Secondo il racconto della coppia, Mariupol sarebbe isolata dal mondo. Nell’intervista rilasciata alla BBC, i due dichiarano di essere riusciti a raggiungere uno dei centri costruiti per favorire l’evacuazione dei civili dalla città durante gli attacchi dell’esercito russo.
«Era come un vero e proprio campo di concentramento» dichiara Oleksandr. Gli ufficiali dell’esercito ucraino li hanno paragonati a quelli utilizzati durante la guerra in Cecenia, a nord del Caucaso. La guerra fu combattuta in terra cecena, tra il 1999 e il 2009, dall’esercito della Federazione russa, il cui obiettivo era riprendere possesso dei territori conquistati dai separatisti. Durante il conflitto, molti soldati ceceni furono “brutalmente interrogati” ed altri scomparvero.

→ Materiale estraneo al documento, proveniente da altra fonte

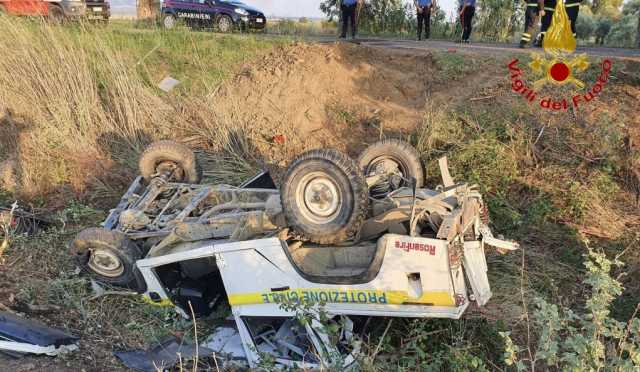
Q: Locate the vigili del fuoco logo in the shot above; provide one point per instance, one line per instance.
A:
(558, 66)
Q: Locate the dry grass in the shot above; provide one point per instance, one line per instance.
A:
(80, 112)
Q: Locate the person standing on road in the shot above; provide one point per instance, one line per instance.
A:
(573, 8)
(467, 11)
(549, 7)
(348, 9)
(533, 10)
(423, 8)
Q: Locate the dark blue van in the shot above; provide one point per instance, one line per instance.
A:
(224, 15)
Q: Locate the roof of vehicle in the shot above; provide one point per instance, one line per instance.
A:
(241, 5)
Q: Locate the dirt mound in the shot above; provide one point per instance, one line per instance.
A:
(338, 95)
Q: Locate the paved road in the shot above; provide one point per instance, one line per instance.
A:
(488, 48)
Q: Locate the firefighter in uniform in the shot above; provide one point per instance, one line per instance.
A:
(573, 8)
(534, 9)
(549, 7)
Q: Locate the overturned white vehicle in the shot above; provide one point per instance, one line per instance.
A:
(362, 238)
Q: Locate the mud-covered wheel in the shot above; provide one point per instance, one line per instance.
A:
(108, 256)
(389, 165)
(173, 160)
(224, 23)
(324, 197)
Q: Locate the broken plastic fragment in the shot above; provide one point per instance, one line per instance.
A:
(19, 336)
(167, 84)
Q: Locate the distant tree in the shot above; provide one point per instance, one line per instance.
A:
(623, 32)
(376, 16)
(330, 8)
(586, 25)
(606, 8)
(632, 8)
(147, 9)
(603, 26)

Oleksandr e Olena avrebbero vissuto la stessa situazione. I due raccontano di esser stati fotografati ed interrogati per ore dagli ufficiali russi, “come avviene in prigione”. Oleksandr riferisce che durante gli interrogatori, gli ufficiali avrebbero esaminato chiamate, fotografie, e contatti telefonici, al fine di individuare possibili legami con giornalisti o ufficiali militari del governo.

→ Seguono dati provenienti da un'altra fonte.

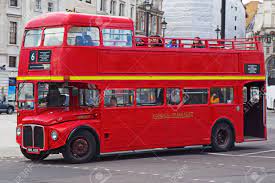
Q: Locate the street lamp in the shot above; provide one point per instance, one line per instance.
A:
(148, 7)
(218, 30)
(163, 26)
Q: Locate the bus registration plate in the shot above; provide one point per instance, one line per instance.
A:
(33, 150)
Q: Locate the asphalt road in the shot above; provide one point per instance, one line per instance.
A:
(247, 163)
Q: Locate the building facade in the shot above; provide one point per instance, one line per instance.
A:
(14, 14)
(155, 17)
(195, 18)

Olena riferisce della presenza di un solo bagno e di un solo lavello messi a disposizione per migliaia di persone. «Non c’era modo di lavarsi, c’era un odore terribile».
I due raccontano che gli fu detto di poter lasciare la struttura con l’autobus numero 148, ma dopo una settimana, soltanto 20 autobus avrebbero lasciato la struttura. Al contrario, gli autobus diretti nel territorio della Federazione russa sarebbero stati molti di più.
«Non avevamo scelta. Potevamo essere deportati in Russia, o rischiare la vita affidandoci a degli autisti privati».
Il loro autista li avrebbe portati nella città di Berdyansk, sotto il controllo dei russi. Qualche giorno dopo, la coppia racconta di aver trovato un autista disposto a rischiare per farli arrivare nella città di Zaporizhzhia, attualmente territorio sotto il controllo ucraino.